7.4% [oral], moxifloxacin 6.1% versus comparator 6.5% [intravenous/oral]) and nausea (moxifloxacin 5.1% versus comparator 2.4% [oral]). Again limiting the description to selleck inhibitor situations where (i) there was a 2-fold difference between

treatment arms for events Cell Cycle inhibitor with an incidence <2.5% in either of the treatment groups or a ≥2.5% difference between treatments for events with an incidence ≥2.5% in both groups, and (ii) the number of patients experiencing an event was ≥10 in either treatment group, the following differences were noted in disfavor of moxifloxacin in the double-blind studies: (i) for patients treated with oral therapy (moxifloxacin 8822 versus comparator 8643): hyperhidrosis (36 [0.4%] versus 16 [0.2%]), tremor (35 [0.4%] versus 15 [0.2%]), atrial fibrillation (16 [0.2%] versus 3 [<0.1%]), and pleural effusion (12 [0.1%] versus 5 [<0.1%]); (ii) for patients treated with intravenous/oral therapy (moxifloxacin 1889 versus comparator 1856): incision site pain (21 [1.1%] versus 10 [0.5%]), erythema (19 [1.0%] versus 6 [0.3%]), hypophosphatemia (16 [0.8%] versus 3 [0.2%]), depression (15 [0.8%] versus 4 [0.2%]), increase in white blood cell (WBC) count (11 [0.6%] versus 5 [0.3%]), and increase in lactate dehydrogenase (LDH; 10 [0.5%] versus 4 [0.2%]); and (iii) in patients treated by the intravenous route (moxifloxacin 588 versus comparator 571): insomnia (11 [1.9%] versus 3 [0.5%]) these and abdominal pain (10 [1.7%] versus 1 [0.2%]).
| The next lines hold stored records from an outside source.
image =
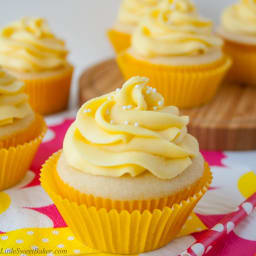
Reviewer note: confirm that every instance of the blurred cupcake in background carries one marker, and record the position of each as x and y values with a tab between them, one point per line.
178	51
238	29
128	166
21	131
130	14
32	53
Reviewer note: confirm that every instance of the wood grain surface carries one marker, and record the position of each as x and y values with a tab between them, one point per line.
226	123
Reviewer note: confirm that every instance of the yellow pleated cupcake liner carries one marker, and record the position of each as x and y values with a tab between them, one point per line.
119	40
244	63
72	194
15	161
50	94
22	136
182	86
122	231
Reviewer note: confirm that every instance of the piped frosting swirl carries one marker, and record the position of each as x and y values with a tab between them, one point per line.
174	29
130	131
13	102
28	45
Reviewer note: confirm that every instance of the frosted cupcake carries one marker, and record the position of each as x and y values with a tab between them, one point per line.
238	29
32	53
127	160
21	131
178	51
130	13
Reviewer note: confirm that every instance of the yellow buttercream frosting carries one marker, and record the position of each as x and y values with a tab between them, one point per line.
13	102
174	29
130	131
240	18
28	45
131	11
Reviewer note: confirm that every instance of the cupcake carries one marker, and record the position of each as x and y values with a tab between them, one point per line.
178	51
238	29
21	131
130	13
129	174
32	53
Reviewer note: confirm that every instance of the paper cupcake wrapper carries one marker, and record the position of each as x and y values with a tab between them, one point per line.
72	194
182	86
50	94
15	161
119	40
244	63
23	136
116	231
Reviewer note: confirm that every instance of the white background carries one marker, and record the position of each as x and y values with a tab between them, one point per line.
83	23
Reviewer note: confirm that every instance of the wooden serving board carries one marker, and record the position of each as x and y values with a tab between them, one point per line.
226	123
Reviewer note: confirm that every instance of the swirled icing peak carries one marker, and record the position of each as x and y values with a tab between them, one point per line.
130	131
174	29
131	11
240	18
13	102
28	45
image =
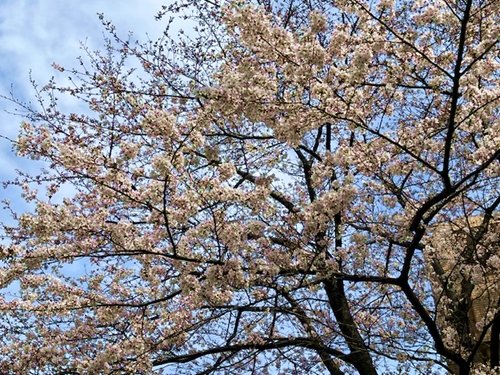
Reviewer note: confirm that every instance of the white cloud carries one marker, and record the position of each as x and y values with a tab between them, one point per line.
36	33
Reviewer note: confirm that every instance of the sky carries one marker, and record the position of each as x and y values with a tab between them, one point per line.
36	33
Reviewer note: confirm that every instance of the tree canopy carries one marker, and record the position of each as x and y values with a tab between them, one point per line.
289	187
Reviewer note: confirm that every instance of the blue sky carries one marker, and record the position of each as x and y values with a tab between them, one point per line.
36	33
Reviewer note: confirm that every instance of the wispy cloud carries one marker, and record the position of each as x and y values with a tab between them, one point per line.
36	33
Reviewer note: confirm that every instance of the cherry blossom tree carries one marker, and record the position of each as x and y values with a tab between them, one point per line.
291	187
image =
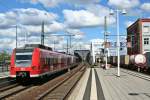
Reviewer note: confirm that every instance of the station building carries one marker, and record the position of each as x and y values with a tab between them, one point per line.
138	36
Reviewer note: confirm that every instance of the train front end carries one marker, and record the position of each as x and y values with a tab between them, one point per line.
24	64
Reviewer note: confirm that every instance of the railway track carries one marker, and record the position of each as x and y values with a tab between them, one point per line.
136	74
9	92
63	88
42	91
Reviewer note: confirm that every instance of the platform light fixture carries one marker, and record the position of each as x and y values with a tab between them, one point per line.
118	41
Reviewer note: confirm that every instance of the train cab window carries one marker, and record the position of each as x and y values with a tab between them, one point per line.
146	41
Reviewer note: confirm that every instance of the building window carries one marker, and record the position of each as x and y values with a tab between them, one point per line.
146	29
146	41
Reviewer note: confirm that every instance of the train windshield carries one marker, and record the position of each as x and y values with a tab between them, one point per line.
23	59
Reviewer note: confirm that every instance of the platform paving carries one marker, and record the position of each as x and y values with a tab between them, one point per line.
101	84
125	87
4	75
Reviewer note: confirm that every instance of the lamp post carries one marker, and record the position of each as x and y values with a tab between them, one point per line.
105	40
118	41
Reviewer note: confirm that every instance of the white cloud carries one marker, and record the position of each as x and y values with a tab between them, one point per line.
84	18
78	34
145	7
32	16
128	23
7	43
127	4
53	3
98	10
29	16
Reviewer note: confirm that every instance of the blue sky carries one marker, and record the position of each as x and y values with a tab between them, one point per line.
83	18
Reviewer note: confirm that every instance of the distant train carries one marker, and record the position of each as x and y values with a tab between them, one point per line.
140	62
36	60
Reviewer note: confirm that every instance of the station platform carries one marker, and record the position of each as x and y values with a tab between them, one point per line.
4	75
100	84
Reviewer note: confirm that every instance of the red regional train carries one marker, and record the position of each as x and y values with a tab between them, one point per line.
139	62
35	60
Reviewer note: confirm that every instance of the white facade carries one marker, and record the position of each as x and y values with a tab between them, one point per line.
146	36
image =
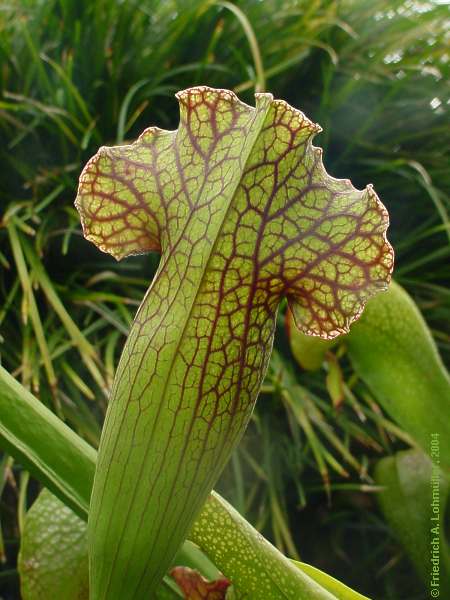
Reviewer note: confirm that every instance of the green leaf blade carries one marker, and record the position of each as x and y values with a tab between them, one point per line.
244	214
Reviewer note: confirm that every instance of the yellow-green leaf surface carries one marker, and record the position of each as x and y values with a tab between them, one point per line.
414	501
53	559
239	205
393	351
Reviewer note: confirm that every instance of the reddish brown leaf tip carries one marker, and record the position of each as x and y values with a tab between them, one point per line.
196	587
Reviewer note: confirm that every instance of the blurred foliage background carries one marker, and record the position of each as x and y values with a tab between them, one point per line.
76	74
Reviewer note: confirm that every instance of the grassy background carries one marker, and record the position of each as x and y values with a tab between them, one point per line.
75	74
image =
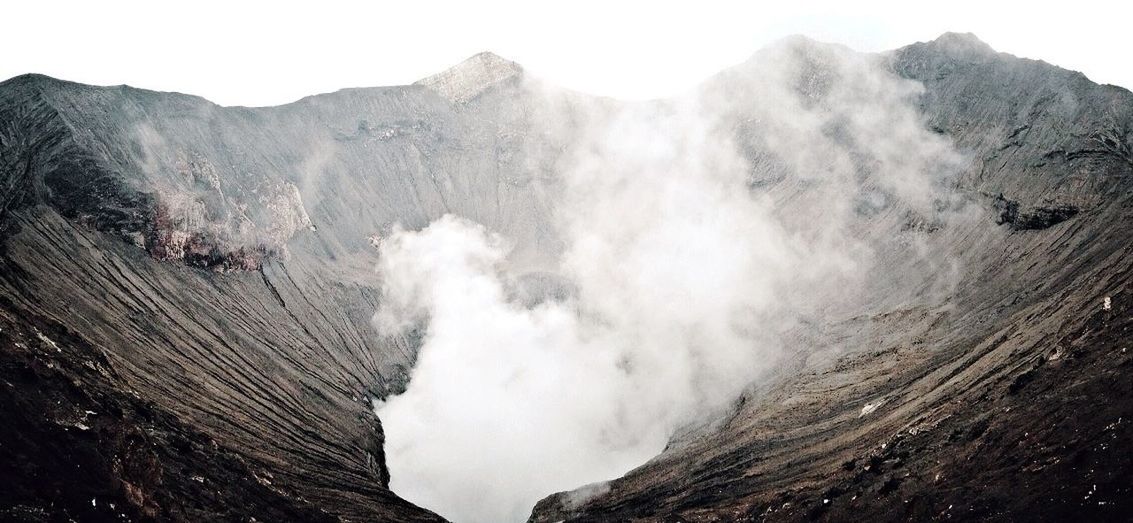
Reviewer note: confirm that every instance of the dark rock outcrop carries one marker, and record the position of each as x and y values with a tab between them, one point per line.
1004	401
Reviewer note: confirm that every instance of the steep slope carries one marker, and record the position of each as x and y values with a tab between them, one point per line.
215	266
1006	399
187	291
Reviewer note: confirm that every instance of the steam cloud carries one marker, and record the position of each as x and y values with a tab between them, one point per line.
696	230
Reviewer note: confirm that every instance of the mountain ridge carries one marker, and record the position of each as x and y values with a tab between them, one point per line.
154	251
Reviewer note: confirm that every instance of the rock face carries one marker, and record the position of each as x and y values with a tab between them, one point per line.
1003	401
186	293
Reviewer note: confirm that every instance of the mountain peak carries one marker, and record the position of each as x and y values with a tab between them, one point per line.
963	43
467	79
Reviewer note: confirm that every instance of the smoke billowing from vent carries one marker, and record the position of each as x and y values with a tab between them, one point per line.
696	231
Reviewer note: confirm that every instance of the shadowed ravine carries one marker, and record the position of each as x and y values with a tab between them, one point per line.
188	297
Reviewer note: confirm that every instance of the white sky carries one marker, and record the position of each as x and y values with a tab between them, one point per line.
265	53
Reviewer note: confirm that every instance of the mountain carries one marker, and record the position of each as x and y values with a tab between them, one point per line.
187	296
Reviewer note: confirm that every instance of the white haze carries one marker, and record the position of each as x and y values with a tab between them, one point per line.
684	267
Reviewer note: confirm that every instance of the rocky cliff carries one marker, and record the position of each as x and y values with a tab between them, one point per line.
187	290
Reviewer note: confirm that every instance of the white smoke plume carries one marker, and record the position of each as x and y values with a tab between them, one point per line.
695	230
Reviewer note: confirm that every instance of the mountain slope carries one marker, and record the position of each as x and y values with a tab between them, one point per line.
188	290
1003	401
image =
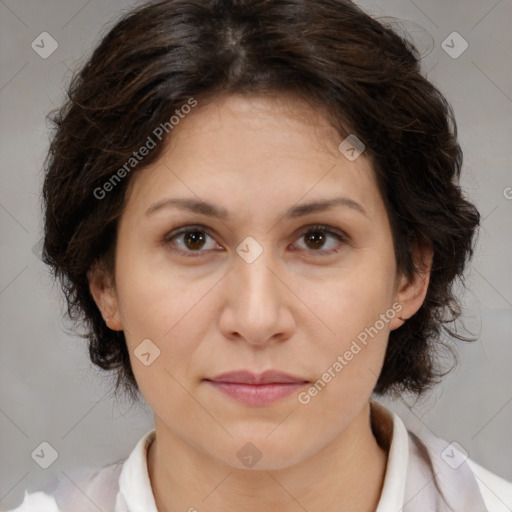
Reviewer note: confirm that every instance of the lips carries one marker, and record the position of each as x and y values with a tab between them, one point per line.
268	377
257	389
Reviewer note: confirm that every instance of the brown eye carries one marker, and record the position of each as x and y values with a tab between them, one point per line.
317	237
191	240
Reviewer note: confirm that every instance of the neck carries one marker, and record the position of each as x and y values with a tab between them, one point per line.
347	475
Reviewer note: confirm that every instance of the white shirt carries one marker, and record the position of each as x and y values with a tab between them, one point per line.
408	483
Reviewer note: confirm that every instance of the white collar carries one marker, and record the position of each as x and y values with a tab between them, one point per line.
135	493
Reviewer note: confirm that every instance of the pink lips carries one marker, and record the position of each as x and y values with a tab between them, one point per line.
257	389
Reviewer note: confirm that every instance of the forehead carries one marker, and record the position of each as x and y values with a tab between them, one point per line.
261	150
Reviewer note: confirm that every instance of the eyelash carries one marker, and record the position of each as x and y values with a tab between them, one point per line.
316	228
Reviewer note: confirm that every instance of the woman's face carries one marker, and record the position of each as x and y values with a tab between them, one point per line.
247	283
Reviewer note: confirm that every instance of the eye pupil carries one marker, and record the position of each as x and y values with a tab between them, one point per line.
196	238
317	237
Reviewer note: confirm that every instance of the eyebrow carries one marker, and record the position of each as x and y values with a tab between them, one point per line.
208	209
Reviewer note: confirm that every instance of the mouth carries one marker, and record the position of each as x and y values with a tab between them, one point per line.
257	389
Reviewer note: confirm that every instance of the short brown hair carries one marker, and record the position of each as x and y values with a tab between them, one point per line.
365	77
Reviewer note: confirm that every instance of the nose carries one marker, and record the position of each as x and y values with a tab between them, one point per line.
258	302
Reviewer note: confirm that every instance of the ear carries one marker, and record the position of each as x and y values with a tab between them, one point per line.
411	292
104	294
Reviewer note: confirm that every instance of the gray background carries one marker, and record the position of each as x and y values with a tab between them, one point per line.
49	392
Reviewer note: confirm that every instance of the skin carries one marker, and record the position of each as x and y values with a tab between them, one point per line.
293	309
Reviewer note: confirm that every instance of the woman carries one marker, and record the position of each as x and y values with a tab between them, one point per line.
254	207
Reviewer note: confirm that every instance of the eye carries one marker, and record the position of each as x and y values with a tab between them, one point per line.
316	236
194	239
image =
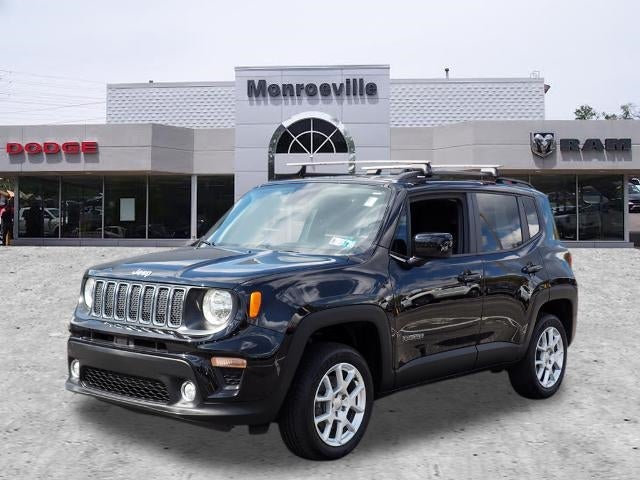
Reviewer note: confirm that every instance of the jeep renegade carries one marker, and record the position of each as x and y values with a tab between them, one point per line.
312	297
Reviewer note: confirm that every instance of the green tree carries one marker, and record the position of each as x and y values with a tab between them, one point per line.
586	112
628	111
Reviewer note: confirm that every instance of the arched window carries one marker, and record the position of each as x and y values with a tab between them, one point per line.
311	136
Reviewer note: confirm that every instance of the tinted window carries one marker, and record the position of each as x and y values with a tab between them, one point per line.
39	215
532	216
601	207
169	207
215	197
81	207
499	222
125	203
561	190
401	239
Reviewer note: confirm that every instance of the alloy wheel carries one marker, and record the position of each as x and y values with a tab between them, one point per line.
549	357
339	404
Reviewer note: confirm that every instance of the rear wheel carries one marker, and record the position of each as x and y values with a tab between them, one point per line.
329	404
540	373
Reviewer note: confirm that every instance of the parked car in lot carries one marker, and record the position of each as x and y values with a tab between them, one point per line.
313	297
38	222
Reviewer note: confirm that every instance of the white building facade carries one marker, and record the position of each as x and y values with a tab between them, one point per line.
174	156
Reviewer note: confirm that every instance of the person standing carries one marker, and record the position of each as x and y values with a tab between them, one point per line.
6	219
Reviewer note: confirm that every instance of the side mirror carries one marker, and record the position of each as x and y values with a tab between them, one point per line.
432	245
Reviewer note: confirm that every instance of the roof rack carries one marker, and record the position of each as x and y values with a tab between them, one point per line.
407	168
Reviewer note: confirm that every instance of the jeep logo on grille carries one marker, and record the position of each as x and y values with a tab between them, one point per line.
142	273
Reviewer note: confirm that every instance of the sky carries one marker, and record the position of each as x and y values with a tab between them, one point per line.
56	57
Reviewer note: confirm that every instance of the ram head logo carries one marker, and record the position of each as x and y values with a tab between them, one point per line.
543	144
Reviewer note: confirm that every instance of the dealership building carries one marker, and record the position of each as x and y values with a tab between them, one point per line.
173	157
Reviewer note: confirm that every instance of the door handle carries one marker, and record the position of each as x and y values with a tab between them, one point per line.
531	268
469	276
Conversely, and with the same double filter, the following AEs were more frequently reported in the comparator group: (i) in oral studies:

dysgeusia (moxifloxacin 74 [0.8%] versus comparator 179 [2.1%]), increase in gammaglutamyl transferase (GGT; moxifloxacin 20 [0.2%] versus comparator 41 [0.5%]), muscle spasms (moxifloxacin 12 [0.1%] versus comparator 25 [0.3%]), and myocardial infarction (moxifloxacin 2 [<0.1%] versus comparator 12 [0.1%]); and (ii) in intravenous/oral studies: cough (moxifloxacin 7 [0.4%] versus comparator 15 [0.8%]), myocardial infarction (moxifloxacin 5 [0.3%] versus comparator 10 [0.5%]), musculoskeletal pain (moxifloxacin 3 [0.2%] versus comparator 10 [0.5%]), and leukocytosis (moxifloxacin 2 [0.1%] versus comparator 10 [0.5%]). In the open-label studies, the most common AEs in disfavor of moxifloxacin were nausea (in oral studies: moxifloxacin 91 [5.1%] versus comparator 50 [2.